If you have a mortgage, chances are unless you win a lottery (cha-ching $$$) you’ll be doing a mortgage renewal when your current term has finished.
While most Canadians spend a lot of time, and expend a lot of effort, in shopping for an initial mortgage, the same is generally not the case when looking at mortgage renewals.
So what is a mortgage renewal?
Mortgages are amortized* over a set term* which can vary from 1-10 years.
About 6 months before the end of your term, your current lender will suddenly become your “Best Friend” showering you with attention and trying to entice you with early renewal offers… Please, please, please Mortgage borrower, sign here on the dotted line to renew… it’s sooo easy!!
You have 3 options
Sign and send back as is (don’t do it, really I mean it… don’t do it!!)
Check the market to make sure you are getting the best rate and renegotiate with your current lender
Talk to your friendly neighbourhood Dominion Lending Centres Mortgage Professional and together we can discuss the best options available for your situation.
Lenders know that 80% of people will sign their renewal forms, because it’s easy. Banks & Lenders are a business and as such they want to make the highest profits to keep their shareholders happy. As an educated consumer, you need to take the time to ensure you are being offered the best possible rate & terms you can get. Remember all those hours of research you did regarding lenders and mortgage rates when you were buying your first home?
Yes, signing the renewal document is easy, however, it’s in your best interest to take a more proactive approach. Money in the lenders pocket comes directly out of your pocket… so its time to get to work!
5 steps to save you money on your mortgage renewal
Receive the renewal offer from your current mortgage lender and examine immediately, which gives you enough time to make an informed decision.
Do your research via the internet and phone calls to find out about current rates.
Phone your current lender and negotiate!
If your lender will not offer you a better rate then it’s time to move your mortgage. YES, you will have to complete a mortgage application and gather documentation, just like you did for your original mortgage.
Take a look at your budget and see if you can increase the amount of your mortgage payments above the mandatory payments and save money by paying off your mortgage quicker.
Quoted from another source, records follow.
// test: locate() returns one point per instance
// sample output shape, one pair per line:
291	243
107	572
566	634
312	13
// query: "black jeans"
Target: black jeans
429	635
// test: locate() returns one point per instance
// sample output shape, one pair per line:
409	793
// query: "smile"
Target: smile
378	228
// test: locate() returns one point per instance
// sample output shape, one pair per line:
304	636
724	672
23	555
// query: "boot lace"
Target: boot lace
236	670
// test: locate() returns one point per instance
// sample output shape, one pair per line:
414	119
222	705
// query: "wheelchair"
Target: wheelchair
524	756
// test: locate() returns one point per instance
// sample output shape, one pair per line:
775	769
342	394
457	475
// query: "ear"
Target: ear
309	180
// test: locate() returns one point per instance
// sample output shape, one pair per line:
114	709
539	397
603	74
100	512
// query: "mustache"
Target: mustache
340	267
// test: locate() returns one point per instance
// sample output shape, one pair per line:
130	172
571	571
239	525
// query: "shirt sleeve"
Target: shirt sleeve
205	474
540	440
Your mortgage is one of your biggest expenses. For this reason, it is imperative to find the best interest rates and mortgage terms you possibly can.
As you can tell there is lots to discuss about mortgage renewals.
To save money, call a DLC mortgage broker to help you shop your mortgage around at renewal time.
Policies are always changing, and when you port a mortgage, a FULL application must be approved and completely underwritten with full, credit, income, property and policy review.
It’s a mistake to believe that just because you already had a mortgage, you will easily get a new one. Policies and rates are changing rapidly and you need a strategy to stay informed. SO BEFORE you consider a move, understand the worst case scenario of what you qualify for without porting your mortgage so you avoid disappointment of falling into the 70% of people that don’t end up porting. Mortgages can be made simple, when you are empowered with relevant information relating to the current market and your life stage. Depending on those factors, you might be happy to get rid of your old mortgage and get in with the new! We have a mortgage for that, and can help. On average less than 3% of mortgages are portable.
Let me list a few of the reasons why
1. Dates– most lenders have a different policy on the dates that will allow to port the mortgage; it can be weeks or months. Your closing date will determine that.
2. Amortization– porting a mortgage means you port the same amortization, so if you are moving up the property ladder, that may mean your payments are significantly increased making it less affordable or meaning you can’t qualify with your income.
3. Amounts– some have a 10% variance limit up or down, where the penalty will trigger or it’s no longer a fit within the policy.
4. Change in credit– depending on the credit score and outside debts you have will determine if you still fit the credit profile your previous mortgage had.
5. Income– if there has been a change in your income type or amount this will also impact the options.
6. Property type– some lenders only lend on single-family homes, or a particular zoning, or don’t do private sales- even if they did when you originally got your mortgage with them.
7. Rate– maybe the change in rates either way of the product type you took doesn’t allow for a port due to one or a few of the combined factors. For example, going from insured to uninsured comes with different policies.
8. Product– maybe the product you had no longer exists for your particular profile.
9. Inspections – maybe the lender approved it initially but after your inspection just as you wanted a reduction in price, they decide they are no longer going to lend on it or decide it doesn’t fit the profile or they wont do it under that program ( instead you need a purchase plus improvements or a hold back they may or may not participate in and maybe want a different fix that you or a strata council agree on.)
10. Bridge – if you want to buy before you sell, all the above factors come into play. Maybe the original lender doesn’t allow the length of time you need, there cost to bridge is much higher, or maybe they don’t approve that portion of the loan, which puts you back at square one.
Purchasing a home is complex, with many moving parts and needs to be understood as such. When you have an experienced Dominion Lending Centres mortgage broker by your side while lots of things can come up, we can guide you through what is best for your family, which is why we encourage you to be educated, and empowered so you are ready for your next part of your ownership journey.